I find that as the number of "families" climbs significantly beyond the number of houses this happens regularly--depending on your demographics. Sometimes it's older males and sometimes both are older.

irrelevant

Autumn 53

Such an unattractive town! But an interesting challenge trying to keep the pop curve flat. I've had to build a number of houses, 10-15 in the past 5 years, in an effort just to keep the pop from crashing. Most of the new families, whether formed in a new house or in one vacated by dead bannies, still have men in their 20s and women age 35-40. One child and done.

irrelevant

Well now, there's something you don't see every day! :o Looks like Trading is paying off for Elio. ;)

irrelevant

Winter 56

Pop keeps edging down, seemingly regardless of whether I'm building houses or not. So I'm going to let it crash if it wants to, and try again to stabilize on the next upturn.

irrelevant

Autumn 59

Really not doing very much to this town. Added the @RedKetchup milling/baking district, and four houses, in the past 3 years. Oh, and two cemeteries. Lotsa folks kicking off, and I lost a whole star.

Need to analyze and simplify the TPs so I can do autotrading.

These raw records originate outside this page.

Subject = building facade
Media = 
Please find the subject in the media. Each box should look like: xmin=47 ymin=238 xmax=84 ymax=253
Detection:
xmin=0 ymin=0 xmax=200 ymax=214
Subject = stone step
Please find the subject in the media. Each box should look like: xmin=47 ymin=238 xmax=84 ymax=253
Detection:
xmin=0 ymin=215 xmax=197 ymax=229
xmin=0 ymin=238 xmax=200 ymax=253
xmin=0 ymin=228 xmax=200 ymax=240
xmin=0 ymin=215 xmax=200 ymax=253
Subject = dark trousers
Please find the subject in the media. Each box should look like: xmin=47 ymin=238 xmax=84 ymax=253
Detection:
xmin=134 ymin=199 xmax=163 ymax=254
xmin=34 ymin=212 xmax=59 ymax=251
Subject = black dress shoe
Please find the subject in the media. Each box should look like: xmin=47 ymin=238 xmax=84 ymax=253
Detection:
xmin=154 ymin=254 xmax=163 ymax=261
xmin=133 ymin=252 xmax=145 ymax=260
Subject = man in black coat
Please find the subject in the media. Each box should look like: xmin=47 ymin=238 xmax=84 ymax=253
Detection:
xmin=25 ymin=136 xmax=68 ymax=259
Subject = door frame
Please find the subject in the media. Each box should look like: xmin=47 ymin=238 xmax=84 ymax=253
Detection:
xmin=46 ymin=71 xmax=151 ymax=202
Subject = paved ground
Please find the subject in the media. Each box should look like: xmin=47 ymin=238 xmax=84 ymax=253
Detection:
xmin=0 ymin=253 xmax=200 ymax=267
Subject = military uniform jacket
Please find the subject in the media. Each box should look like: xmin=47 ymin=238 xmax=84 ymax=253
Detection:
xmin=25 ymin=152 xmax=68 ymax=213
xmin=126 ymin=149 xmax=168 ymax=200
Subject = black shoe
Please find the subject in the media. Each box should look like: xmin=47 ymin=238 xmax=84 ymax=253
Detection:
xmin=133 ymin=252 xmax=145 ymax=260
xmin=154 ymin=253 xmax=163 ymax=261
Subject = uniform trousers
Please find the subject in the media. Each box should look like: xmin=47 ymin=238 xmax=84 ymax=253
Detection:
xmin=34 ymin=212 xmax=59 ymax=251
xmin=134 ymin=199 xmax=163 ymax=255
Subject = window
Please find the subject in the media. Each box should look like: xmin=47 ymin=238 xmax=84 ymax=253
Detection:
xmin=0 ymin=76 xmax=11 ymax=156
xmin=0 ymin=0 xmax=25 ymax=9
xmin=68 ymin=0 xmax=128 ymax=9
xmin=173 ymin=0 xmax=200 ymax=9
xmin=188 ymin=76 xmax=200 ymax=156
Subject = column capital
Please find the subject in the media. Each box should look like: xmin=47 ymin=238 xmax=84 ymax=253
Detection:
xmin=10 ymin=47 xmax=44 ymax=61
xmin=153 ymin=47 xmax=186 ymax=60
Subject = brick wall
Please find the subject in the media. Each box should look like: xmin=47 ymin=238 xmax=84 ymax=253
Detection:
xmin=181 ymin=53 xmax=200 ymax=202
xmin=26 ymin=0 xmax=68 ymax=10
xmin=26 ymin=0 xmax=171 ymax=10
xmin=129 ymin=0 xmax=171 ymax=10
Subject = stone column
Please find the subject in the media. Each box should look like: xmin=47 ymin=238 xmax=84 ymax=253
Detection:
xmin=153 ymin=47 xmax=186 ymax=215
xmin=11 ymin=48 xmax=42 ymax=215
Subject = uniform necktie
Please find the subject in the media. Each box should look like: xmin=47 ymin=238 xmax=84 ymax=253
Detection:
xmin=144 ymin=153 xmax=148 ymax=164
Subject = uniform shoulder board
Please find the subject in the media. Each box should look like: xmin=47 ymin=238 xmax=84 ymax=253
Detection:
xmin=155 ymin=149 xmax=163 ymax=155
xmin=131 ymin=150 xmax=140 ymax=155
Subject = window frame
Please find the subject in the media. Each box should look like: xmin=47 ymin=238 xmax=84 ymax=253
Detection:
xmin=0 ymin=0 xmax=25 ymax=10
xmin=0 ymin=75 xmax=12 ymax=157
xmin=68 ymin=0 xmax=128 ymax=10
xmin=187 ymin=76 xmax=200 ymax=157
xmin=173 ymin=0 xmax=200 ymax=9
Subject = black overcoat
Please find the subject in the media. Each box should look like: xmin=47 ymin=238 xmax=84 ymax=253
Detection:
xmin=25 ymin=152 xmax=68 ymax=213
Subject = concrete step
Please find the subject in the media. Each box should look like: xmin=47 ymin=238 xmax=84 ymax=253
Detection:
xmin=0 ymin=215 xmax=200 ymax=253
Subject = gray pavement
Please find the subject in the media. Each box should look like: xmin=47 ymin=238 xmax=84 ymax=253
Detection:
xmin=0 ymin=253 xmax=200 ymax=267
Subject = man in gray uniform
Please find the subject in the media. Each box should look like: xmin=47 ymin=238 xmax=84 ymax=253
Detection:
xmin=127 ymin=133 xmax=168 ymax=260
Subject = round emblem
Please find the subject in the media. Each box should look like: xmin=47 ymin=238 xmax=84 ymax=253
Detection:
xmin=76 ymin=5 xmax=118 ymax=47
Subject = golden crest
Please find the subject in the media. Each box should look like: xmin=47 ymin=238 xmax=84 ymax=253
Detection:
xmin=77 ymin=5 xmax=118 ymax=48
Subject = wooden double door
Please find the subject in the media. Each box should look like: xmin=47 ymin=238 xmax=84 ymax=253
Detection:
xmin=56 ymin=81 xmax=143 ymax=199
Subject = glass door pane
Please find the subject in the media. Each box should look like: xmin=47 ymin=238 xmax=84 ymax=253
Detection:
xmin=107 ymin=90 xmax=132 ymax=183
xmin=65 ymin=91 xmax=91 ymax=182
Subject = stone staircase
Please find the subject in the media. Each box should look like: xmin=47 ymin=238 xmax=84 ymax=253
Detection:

Pop curve is.....doing something. Not crashing, in any case. I think I'm pretty close.

Nilla

looks good so far

but.......

now.....

comes the trickier part.....

not letting the population grow too much

good luck :)

irrelevant

#163
Unfortunately this game has started crashing out in mid play. Not caused by saving, I expect there is some mod conflict, probably between the New Medieval Town and the Millers Family, which I still am not able to disable. I'm probably not going to be able to continue this town for much longer. Crashing over and over.